Of course, Rachel wouldn't stop calling my phone, and I was just not in the mood to talk to her right now. The only person I truly want to talk to is Emma. But I'm sure Emma will be home at any minute now. But I thought she would text me to let me know she is on her way home. But I haven't received any text messages from her. The only text I got was at one this afternoon saying she was going to meet with Mandy. So, I don't know if she'll be back anytime soon. But I'm sure she's okay. I'm not gonna panic just because she's late. Or should I?

    I had tried making the muffins perfect. But they were super overcooked. But I assume it has to do with me possibly missing an ingredient. I had to distract myself so I moved on by trying to tidying up the house. So I started with washing and scrubbing the bathroom floor and then the tub and then the shower. And then I decided removing the sheets from the bedroom and putting new ones on. I feel like I'm just stress cleaning. And I had after, took out a basket leaving a white and blue checkered material on the bottom before placing any food in it. This could be like having a picnic. But we're going to Santa Maria. Where it's sunny there. And a beautiful lake there. We went there three years ago with mom and Edward. After I had broken up with April. I remember being so in distraught that I returned home so drunk that I basically attacked Emma. My drunken words were these thoughts of truth. But they were mean, hurtful things. Things that I could and never can take back. Because of my behavior, mom and Edward sent me with Emma and her mom Rachel to Santa Maria to spend a few days at the lake house. Emma and I had reconciled with our time there. Before that it was four months we were apart. And we went to the lake house around this time to be honest.

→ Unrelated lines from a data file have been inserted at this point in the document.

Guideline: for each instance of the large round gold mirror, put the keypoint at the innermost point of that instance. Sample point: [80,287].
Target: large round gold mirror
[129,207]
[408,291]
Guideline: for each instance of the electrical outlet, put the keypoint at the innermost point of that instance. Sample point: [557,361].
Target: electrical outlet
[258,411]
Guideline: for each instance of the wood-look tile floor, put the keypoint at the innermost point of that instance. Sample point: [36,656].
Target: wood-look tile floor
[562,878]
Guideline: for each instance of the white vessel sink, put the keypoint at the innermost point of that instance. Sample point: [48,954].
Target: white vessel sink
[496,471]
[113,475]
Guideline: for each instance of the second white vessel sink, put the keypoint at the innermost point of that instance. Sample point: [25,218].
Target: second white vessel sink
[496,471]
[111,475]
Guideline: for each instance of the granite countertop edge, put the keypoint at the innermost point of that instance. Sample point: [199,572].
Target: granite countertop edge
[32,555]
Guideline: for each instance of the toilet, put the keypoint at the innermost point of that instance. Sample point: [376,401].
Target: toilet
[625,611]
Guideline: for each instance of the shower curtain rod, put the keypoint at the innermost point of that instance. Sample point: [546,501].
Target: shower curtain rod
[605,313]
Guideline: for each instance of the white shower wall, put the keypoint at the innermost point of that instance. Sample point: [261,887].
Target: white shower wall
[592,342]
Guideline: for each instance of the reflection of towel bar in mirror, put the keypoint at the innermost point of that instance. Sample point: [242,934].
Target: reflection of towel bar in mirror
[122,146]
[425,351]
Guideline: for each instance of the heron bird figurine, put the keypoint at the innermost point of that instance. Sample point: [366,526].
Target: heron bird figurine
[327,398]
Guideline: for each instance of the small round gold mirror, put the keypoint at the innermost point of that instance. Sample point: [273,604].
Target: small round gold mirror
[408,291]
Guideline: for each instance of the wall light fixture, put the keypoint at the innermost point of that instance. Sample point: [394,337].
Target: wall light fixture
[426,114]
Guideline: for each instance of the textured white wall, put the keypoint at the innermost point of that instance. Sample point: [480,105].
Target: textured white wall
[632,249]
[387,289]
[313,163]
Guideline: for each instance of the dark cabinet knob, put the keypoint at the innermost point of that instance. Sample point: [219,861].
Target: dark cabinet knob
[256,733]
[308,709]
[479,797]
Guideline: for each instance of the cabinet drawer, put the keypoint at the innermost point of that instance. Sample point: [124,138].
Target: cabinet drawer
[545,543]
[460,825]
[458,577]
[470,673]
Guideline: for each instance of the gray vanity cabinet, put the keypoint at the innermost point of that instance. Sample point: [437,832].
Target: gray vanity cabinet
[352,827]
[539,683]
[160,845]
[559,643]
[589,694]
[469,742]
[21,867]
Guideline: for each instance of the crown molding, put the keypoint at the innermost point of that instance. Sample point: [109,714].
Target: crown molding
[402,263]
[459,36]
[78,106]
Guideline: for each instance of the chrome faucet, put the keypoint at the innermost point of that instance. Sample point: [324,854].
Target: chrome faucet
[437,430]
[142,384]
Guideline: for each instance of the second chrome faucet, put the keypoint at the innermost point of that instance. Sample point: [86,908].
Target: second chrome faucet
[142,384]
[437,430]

I open the basket that is big, enough to hold for an army. And I had placed in a jar of grapes. And a jar of jam. And I had a jug of orange juice. And I also decided to place in a couple of sandwiches. And some cheese. Two cups. And also, some saltines. And then I nicely placed the brownies in there. And it wasn't crammed at all. I had finally closed the basket and I secured it making sure it was fine. And it was. And then I had brought it out into the car placing it in the backseat.

      When I had reentered back into the house, I had washed my hands, and then I decided to check on the news for a minute, as I turned on the tv and I tried figuring out what to do about the burnt overcooked muffins. And I had heard a door close. And I assumed that it was definitely Emma getting in. I felt butterflies in my stomach the second I heard, so I patiently waited, while watching the news talking about the rain. Well it was already raining outside. And when I heard the door open, I had immediately jumped onto my feet and I ran to the door so quickly, and very excitingly I was so happy to see her. But then everything had definitely changed.